Summary
March 2020 (Vol. 60, Issue 1): CREATIVITY
The Impact of Advertising on Market Share: Controlling for Clutter, Familiarity and Goodwill Decay
How much advertising across media is wasted due to inefficiencies related to advertising expenditure? Authors Nicholas De Canha (C2 Group, South Africa), Michael Ewing (Deakin Business School and University of Pretoria), and Ali Tamaddoni (Deakin Business School) point to 2014 research in which the top 100 advertisers in the U.S. showed an average efficiency of just 66%. “Despite these known inefficiencies, firms continue to advertise and escalate expenditure to boost those campaigns without acquiring an understanding of the optimal strategy to allocate resources across different channels,” they write. Without optimal media allocation strategies, advertisers are in the dark on how to maximize returns and maintain market share and advertising goodwill.
De Canha and his research team analyzed multiple factors, using complex modeling and building on earlier work, to dig deeply into this area. To date, for example, only a “limited number of studies have focused on maximizing advertising effectiveness through optimization of intermedia allocation, taking into account sales-response factors such as thresholds and ceilings,” they write. Ceilings are the level of expenditure within a medium where the marginal return on advertising expenditure has declined to near zero. Conversely, thresholds are the minimum expenditure levels in a given medium, below which the response to that medium, or return, is zero.

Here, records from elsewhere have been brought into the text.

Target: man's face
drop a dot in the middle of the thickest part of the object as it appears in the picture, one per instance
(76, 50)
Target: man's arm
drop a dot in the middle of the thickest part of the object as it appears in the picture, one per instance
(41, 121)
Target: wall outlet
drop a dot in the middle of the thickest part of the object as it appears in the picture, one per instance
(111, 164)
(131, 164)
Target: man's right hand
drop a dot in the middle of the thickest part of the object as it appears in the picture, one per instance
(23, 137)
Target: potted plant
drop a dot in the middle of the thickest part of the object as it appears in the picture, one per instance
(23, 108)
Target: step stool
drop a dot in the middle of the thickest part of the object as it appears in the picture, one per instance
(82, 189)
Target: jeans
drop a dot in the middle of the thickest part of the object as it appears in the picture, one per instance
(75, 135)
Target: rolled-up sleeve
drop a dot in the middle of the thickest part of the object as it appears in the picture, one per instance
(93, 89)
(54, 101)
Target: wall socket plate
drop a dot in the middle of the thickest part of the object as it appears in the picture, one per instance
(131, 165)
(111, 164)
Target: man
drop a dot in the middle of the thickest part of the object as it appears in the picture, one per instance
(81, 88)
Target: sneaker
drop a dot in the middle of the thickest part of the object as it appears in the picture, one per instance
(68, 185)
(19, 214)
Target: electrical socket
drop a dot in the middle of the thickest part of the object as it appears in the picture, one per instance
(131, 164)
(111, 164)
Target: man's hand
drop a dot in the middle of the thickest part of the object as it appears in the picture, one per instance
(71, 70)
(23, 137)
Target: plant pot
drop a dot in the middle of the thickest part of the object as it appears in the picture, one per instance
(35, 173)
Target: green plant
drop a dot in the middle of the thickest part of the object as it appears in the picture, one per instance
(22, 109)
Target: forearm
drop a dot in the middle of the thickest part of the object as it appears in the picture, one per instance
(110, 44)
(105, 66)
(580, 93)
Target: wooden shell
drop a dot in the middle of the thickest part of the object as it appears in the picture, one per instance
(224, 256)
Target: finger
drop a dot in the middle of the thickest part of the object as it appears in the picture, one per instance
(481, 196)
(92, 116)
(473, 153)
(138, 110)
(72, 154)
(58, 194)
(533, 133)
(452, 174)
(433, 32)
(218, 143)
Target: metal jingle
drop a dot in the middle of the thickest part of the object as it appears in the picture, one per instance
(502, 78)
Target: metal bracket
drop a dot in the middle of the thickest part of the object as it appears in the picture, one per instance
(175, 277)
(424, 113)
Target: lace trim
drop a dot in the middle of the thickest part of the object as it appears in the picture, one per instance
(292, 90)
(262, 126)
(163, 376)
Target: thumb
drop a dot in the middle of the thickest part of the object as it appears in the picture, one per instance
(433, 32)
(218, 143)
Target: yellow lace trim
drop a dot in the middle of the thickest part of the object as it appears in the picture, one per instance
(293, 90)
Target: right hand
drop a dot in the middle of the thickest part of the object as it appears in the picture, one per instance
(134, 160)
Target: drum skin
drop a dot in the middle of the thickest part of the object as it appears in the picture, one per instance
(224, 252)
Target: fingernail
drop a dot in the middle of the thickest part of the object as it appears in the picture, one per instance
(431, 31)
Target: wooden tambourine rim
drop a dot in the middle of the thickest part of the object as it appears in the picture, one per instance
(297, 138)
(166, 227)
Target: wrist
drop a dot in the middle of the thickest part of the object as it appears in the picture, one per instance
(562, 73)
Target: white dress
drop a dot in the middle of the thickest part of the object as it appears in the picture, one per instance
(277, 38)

DeCanha et al. went even deeper. They analyzed factors that affect those ceilings and thresholds—such as advertisement clutter, as well as brand and product familiarity. “The impact of clutter, familiarity and sales percentage difference on thresholds and ceilings … generally has been overlooked, as has the dependency on advertising goodwill and market share on such factors.”
In what is believed to be the largest study focusing on automotive sales advertising, the authors take into account the decay rate of advertising goodwill—the effect of a company’s current and past advertising on consumer recall and purchase intention. The study considered more than 12 vehicle brands—a high-involvement product category—in South Africa. It spanned eight years of sales, with more than 10,000 data points that reflected sales and media expenditure. “Such a sample is able to demonstrate the complex relationship among advertising, sales, clutter and familiarity,” the authors explain.

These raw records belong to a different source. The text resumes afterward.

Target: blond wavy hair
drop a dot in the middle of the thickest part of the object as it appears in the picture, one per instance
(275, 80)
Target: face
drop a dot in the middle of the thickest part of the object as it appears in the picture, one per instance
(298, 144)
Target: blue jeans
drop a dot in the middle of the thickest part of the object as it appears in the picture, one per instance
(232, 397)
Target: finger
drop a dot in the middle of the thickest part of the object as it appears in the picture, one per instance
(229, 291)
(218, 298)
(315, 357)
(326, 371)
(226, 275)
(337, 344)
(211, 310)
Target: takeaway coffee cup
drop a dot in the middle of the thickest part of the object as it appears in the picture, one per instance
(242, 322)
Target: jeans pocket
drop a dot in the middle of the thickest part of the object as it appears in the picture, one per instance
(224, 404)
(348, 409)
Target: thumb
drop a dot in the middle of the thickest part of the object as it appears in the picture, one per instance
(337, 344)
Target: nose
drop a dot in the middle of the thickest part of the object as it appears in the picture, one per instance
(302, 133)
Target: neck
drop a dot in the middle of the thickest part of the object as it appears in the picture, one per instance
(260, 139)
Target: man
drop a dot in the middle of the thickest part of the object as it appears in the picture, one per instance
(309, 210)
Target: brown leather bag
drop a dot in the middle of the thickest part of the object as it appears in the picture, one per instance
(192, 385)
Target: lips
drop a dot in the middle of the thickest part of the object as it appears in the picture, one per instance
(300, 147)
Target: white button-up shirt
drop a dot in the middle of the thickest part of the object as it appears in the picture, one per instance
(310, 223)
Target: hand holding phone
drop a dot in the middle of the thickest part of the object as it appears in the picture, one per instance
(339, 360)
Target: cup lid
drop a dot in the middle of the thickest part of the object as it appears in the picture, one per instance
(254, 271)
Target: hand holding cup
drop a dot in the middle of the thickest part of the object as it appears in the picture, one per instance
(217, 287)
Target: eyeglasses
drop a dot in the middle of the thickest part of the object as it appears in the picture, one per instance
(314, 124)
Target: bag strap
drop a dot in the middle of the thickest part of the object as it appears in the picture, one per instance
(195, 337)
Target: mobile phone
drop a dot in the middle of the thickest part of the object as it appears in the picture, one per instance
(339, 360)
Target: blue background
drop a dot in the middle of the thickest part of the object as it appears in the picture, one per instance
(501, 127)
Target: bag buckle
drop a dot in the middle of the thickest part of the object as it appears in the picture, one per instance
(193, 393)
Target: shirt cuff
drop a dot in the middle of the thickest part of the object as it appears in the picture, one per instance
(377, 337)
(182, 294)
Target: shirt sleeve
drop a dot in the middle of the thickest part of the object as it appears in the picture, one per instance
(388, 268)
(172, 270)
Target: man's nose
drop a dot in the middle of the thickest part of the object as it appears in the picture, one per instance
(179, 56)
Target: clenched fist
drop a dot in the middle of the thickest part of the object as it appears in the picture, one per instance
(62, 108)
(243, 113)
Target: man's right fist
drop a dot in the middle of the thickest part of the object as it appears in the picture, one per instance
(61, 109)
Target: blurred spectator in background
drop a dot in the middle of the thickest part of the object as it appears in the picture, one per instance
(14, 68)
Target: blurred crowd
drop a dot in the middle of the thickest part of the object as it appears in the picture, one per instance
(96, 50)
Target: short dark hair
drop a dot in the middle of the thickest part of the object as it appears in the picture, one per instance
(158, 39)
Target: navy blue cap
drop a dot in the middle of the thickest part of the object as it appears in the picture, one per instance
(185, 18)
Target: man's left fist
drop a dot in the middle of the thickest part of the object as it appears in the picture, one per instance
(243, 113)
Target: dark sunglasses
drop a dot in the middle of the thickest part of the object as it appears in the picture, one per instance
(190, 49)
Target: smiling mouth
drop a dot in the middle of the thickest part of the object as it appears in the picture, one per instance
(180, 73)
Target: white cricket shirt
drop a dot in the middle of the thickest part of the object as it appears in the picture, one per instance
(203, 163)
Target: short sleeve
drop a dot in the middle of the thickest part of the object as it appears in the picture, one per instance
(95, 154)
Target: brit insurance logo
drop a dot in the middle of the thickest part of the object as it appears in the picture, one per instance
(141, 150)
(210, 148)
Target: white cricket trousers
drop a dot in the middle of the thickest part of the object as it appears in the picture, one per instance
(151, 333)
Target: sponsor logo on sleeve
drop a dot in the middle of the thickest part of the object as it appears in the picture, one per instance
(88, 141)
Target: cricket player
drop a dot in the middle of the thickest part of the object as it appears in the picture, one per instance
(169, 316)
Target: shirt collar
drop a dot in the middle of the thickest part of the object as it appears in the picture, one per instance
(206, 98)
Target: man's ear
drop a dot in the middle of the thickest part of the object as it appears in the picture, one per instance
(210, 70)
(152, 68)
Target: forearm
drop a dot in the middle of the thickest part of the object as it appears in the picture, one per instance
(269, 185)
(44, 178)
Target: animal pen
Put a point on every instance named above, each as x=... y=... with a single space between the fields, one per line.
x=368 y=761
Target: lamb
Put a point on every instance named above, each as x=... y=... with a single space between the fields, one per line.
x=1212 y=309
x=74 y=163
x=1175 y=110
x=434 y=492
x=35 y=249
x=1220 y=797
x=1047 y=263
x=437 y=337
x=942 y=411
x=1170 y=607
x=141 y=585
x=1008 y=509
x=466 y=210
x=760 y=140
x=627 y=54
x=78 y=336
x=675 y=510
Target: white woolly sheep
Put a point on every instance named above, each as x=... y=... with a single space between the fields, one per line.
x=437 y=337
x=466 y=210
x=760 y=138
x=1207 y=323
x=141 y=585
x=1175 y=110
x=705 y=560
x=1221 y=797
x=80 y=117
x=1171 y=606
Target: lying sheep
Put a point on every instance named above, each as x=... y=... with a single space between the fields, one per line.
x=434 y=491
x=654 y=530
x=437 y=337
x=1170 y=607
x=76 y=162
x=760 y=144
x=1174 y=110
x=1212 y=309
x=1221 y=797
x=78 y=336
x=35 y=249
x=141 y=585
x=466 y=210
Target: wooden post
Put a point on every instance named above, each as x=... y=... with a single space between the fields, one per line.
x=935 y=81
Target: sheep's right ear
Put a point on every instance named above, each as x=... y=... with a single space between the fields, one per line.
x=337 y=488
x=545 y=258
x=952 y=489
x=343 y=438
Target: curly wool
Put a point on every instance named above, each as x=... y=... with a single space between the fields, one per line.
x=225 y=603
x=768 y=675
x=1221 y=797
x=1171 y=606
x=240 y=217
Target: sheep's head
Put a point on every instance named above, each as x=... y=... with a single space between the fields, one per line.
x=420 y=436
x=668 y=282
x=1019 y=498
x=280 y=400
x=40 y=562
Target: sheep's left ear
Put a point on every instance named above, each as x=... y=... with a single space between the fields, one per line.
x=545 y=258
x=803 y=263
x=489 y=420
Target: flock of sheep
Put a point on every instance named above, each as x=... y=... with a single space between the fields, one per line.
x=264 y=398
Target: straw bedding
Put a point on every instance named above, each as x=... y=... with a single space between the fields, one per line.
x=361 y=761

“The study also employed several novel modeling characteristics to isolate the impact of the independent variables on market share.” It analyzed market-share decay during periods of no advertising—the first time that a model of this type has been used to assess the decay of market share in a market with a high-involvement product. It also introduced an important variable for the first time in a study of this nature (i.e. that simultaneously considers both clutter and familiarity): the difference between share of voice and share of market. Share of voice acts as a gauge for brand visibility in advertising.

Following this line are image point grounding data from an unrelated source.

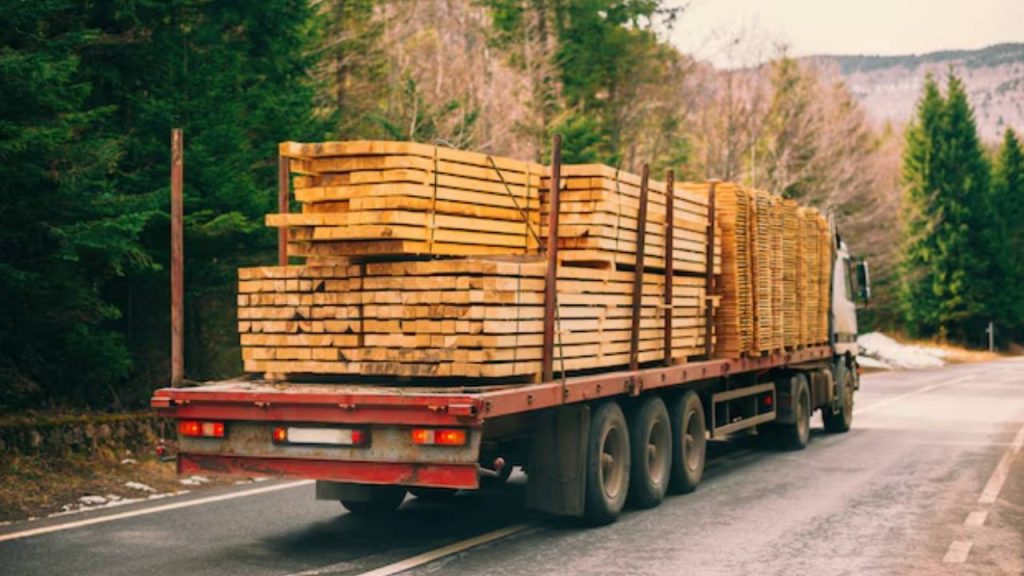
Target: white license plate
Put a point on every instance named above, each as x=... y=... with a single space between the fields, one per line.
x=334 y=437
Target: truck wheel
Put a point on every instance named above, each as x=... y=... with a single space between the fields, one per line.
x=607 y=464
x=650 y=436
x=689 y=445
x=841 y=422
x=795 y=436
x=383 y=500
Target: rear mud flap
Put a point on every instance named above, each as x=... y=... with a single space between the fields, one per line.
x=556 y=482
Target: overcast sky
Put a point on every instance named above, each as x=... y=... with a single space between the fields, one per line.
x=845 y=27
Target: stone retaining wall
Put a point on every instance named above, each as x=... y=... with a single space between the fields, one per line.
x=86 y=434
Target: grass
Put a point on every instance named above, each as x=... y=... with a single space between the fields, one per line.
x=34 y=487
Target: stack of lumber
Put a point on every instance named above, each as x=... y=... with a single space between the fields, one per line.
x=458 y=319
x=792 y=302
x=423 y=261
x=824 y=279
x=734 y=317
x=385 y=199
x=599 y=216
x=773 y=287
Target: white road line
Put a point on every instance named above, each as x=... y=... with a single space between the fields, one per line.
x=930 y=387
x=957 y=551
x=155 y=509
x=994 y=485
x=428 y=557
x=976 y=518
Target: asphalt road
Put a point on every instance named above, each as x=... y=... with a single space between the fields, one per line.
x=930 y=481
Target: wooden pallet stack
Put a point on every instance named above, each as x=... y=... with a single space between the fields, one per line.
x=424 y=261
x=399 y=199
x=792 y=302
x=734 y=317
x=811 y=258
x=599 y=210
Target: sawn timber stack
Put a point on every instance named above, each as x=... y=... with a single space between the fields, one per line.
x=457 y=319
x=427 y=263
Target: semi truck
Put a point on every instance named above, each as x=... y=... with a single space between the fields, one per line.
x=586 y=442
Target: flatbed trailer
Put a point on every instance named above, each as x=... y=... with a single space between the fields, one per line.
x=586 y=442
x=543 y=426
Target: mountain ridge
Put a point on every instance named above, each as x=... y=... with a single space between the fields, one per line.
x=889 y=86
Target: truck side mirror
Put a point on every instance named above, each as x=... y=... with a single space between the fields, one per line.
x=863 y=282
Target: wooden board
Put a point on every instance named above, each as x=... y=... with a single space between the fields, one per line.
x=461 y=318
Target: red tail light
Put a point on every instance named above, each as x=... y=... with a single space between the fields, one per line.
x=439 y=437
x=201 y=428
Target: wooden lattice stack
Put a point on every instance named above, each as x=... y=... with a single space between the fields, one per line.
x=458 y=319
x=775 y=272
x=792 y=317
x=734 y=317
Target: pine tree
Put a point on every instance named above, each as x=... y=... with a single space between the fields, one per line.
x=66 y=233
x=920 y=289
x=1008 y=202
x=966 y=251
x=948 y=253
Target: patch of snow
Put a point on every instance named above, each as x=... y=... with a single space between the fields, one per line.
x=901 y=357
x=89 y=503
x=868 y=362
x=139 y=486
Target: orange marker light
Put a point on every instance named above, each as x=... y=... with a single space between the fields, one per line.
x=189 y=427
x=423 y=436
x=450 y=438
x=439 y=437
x=199 y=428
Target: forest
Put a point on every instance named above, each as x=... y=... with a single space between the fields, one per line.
x=90 y=90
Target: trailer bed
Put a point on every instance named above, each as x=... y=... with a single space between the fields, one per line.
x=356 y=403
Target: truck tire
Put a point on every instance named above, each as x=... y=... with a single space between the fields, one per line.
x=383 y=500
x=650 y=436
x=689 y=447
x=841 y=422
x=795 y=436
x=607 y=464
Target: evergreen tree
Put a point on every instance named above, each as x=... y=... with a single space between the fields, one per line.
x=66 y=231
x=920 y=290
x=965 y=243
x=1008 y=202
x=948 y=253
x=237 y=78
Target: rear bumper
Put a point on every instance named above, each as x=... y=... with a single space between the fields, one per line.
x=436 y=476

In sum, advertisers need to look at a much bigger picture to understand whether they are making the right media allocation and ad-budget decisions.
Among the takeaways:
- A significant portion of advertising is wasted because of suboptimal media allocation that overlooks the impact of clutter, familiarity and sales percentage difference on thresholds, ceilings, advertising goodwill and market share.
- Clutter was a significant and large-scale determinant of sales rate of decay.
- At high levels of clutter, almost no level of advertising affected market share.
- In a highly competitive environment, even when clutter is distributed throughout other media, all media returns are reduced significantly and materially.
- In the absence of advertising, goodwill decays, and the vehicle model market share decays reasonably rapidly.
- A high share of voice, which implies high expenditure, not only is subject to declining returns as a feature of expenditure, but is also increasingly ineffective at acquiring market share.
- As share of voice exceeds market share, the effect of advertising is reduced strongly, and vice versa.